I have an insider's perspective on one of the systems mentioned in the
article, and from what I could see, politics played no part until everything
went off the rails and they started flinging shit in the media.

Things start out with a few in-house sysadmins hacking together some scripts
to start batch loading records into a database or whatever. At some point they
get far enough along to decide to bring in an external consulting firm to
build out a more fully-featured solution.

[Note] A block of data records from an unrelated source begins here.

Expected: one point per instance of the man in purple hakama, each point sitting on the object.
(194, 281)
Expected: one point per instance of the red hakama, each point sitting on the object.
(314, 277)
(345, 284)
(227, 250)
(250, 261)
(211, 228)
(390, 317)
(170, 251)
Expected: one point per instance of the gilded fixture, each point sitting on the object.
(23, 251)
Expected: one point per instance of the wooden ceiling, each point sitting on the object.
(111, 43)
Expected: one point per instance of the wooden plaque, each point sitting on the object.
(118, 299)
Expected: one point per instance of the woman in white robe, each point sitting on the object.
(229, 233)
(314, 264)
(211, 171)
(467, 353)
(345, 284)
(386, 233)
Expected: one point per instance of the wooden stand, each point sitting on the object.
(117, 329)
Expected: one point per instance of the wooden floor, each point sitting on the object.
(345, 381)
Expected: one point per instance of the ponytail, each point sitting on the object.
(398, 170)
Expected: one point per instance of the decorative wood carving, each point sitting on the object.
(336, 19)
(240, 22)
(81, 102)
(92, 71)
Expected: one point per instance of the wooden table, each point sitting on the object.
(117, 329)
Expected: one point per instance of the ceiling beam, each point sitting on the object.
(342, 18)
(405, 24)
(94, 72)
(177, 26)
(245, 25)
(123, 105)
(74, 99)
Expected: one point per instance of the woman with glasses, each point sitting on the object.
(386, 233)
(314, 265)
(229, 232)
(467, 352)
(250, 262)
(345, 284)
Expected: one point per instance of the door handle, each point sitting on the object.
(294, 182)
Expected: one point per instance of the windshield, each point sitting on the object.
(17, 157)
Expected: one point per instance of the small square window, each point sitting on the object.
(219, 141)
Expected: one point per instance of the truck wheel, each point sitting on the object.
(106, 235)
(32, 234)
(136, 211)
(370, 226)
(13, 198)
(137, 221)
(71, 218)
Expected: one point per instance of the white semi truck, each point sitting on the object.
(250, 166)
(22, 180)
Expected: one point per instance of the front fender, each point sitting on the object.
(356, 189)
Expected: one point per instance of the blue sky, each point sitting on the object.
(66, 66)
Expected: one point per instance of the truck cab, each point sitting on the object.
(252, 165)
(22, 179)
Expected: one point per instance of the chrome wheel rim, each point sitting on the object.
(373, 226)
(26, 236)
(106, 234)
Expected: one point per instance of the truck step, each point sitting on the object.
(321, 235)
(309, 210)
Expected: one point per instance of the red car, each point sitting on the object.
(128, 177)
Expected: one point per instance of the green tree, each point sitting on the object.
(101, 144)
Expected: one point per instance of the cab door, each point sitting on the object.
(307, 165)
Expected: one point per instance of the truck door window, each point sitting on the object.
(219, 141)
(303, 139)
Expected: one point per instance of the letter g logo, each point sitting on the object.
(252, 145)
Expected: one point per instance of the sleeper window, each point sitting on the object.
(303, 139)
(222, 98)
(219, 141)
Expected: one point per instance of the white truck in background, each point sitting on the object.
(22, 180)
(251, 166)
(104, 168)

At that point, it becomes a very ironic situation. The meat of the
requirements are laid out by career bureaucrats who work in state government
agencies (unemployment, in this case). They are extremely risk-averse because
their jobs are typically very secure and, barring any criminal activity, the
only thing that can sink a career is some sort of publicized failure involving
taxpayer dollars.

So they negotiate contracts for this sort of work with really large,
established consulting firms like the Big 4 and include all sorts of
requirements and checkpoints and little details that they think are protecting
themselves and would drive the average dev shop batty. Furthermore, they want
to go from 0-100 right away and convert an old manual paper process to a
fully-featured SaaS-style product in one go with a bunch of different feature
requests coming from different people.

Thus they ironically end up with a massive risk of failure precisely because
of the steps they took to mitigate risk in their minds. They have no prior
experience developing software and are usually lacking in overall technical
expertise. Really they have no business designing any sort of software
solution or negotiating a contract to build one. It's doomed to fail simply
based on the premise.

The best outcome would be for a dedicated SaaS company to build something that
could be purchased by multiple states. I actually briefly explored starting
something like this but couldn't make the numbers work. These departments have
very little discretionary budget. Selling to each state would require a
literal act of congress, and your TAM is only 53 distinct customers. And
because of the inability to quickly make a purchase, they all seem to start
out with that in-house hacked approach which naturally leads to paying for
consultants to "improve" it, not starting over with a product purchase.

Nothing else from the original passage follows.